Remember the dodo? Mauritius was the only known habitat of the curious-looking flightless bird that has sadly been extinct since 1681 and is now a ubiquitous icon of the island. Here are some more essential facts to know before you go to Mauritius.
Australians travelling to Mauritius on holiday with a valid passport and a return or onward ticket do not require a visa for entry. Initial entry is granted on arrival for a maximum of one month. Make sure your passport has at least six months’ validity from your planned date of return to Australia. Please be aware that this information is only a guideline. For up-to-the-minute visa information, contact your local Embassy or Consulate of Mauritius.
The currency of Mauritius is the Mauritian Rupee. The exchange rate between the Australian Dollar and Mauritian Rupee fluctuates constantly, so it’s a good idea to monitor the rate before purchasing cash. For safe spending while overseas, consider using a credit or debit card.

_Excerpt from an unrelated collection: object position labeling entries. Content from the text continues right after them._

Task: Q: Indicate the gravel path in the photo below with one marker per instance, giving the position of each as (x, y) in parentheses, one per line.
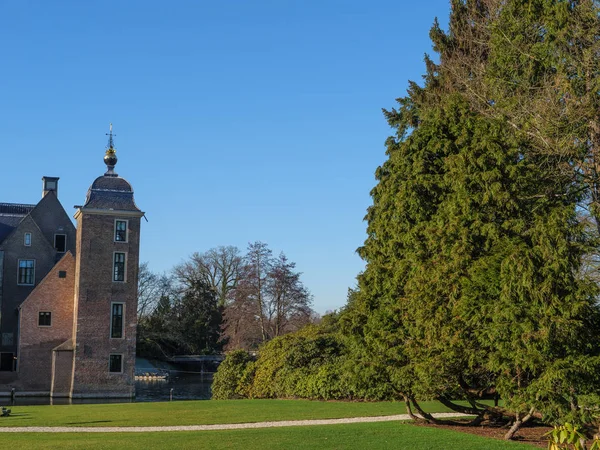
(228, 426)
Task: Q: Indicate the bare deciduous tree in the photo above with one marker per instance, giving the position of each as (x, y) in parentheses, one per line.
(218, 268)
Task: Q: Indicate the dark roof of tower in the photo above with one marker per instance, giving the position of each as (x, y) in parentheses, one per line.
(11, 215)
(111, 192)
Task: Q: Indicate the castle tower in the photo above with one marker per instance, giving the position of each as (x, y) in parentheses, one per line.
(106, 275)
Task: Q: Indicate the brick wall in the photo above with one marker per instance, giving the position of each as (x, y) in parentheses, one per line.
(13, 294)
(55, 295)
(95, 293)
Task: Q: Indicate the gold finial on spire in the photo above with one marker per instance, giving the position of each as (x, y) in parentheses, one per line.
(110, 158)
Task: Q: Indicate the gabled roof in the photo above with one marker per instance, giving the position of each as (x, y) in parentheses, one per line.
(11, 215)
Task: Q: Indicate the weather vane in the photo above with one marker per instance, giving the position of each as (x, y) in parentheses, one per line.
(110, 136)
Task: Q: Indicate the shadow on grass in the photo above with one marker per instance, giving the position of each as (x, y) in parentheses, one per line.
(84, 423)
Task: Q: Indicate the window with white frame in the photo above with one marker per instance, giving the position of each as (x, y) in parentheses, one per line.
(116, 320)
(45, 319)
(119, 266)
(26, 273)
(115, 363)
(120, 230)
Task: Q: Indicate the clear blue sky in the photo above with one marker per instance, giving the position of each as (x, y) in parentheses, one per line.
(236, 121)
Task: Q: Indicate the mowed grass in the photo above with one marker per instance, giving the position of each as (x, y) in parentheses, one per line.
(203, 412)
(372, 436)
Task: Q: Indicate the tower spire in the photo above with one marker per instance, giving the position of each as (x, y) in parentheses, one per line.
(110, 157)
(111, 144)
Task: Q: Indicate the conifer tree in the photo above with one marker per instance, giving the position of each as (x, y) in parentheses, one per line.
(473, 285)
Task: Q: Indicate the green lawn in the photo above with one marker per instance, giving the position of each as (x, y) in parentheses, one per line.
(204, 412)
(371, 436)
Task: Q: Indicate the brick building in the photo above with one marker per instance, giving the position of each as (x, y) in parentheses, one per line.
(68, 295)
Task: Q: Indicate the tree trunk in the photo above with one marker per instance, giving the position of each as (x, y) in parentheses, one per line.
(409, 409)
(518, 423)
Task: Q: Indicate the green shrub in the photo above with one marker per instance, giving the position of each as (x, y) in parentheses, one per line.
(232, 376)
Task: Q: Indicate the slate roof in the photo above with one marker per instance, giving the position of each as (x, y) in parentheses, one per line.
(11, 215)
(111, 192)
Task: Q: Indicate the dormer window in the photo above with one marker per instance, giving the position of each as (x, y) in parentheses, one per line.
(50, 184)
(26, 272)
(120, 231)
(60, 243)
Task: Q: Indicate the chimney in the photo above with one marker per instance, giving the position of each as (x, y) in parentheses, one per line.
(49, 184)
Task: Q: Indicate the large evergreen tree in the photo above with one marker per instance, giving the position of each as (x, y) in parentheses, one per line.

Over generations, the eclectic mix of cultures in Mauritius has infused into the local cuisine to great effect. The Indian influence can be seen in curries paired with parathas and roti breads, street snacks such as dholl puris, samosas and gateaux piments – fried split-pea and chilli cakes, and sweet treats like gulab jamun and rasgulla. Arab-style biryani rice dishes are also common, as are African staples and Chinese cuisine with a spicy Mauritian flavour and even good old British fry-ups. You can thank the French for the plethora of tarts and pastries as well as their influence on local Creole dishes such as rougaille, a spicy tomato and onion-based sauce with meat, seafood and vegies.
Outside of the uber-glam resorts, the main after-hours scene is concentrated on the north and west coasts of Mauritius. Locals and visitors adore the ambience of Grand Baie’s Banana Café with live music and DJs, while beer lovers will love the ale smorgasbord on offer at Lambic in Port Louis. The European-style beach parties at C Beach Club at Domaine de Bel Ombre attract international DJs and continue into the early hours. Big Willy’s and Shotz in West Mauritius are the local places to be seen, and don’t miss the Full Moon Party at Le Touessrok hotel on Ile aux Cerfs on the east coast.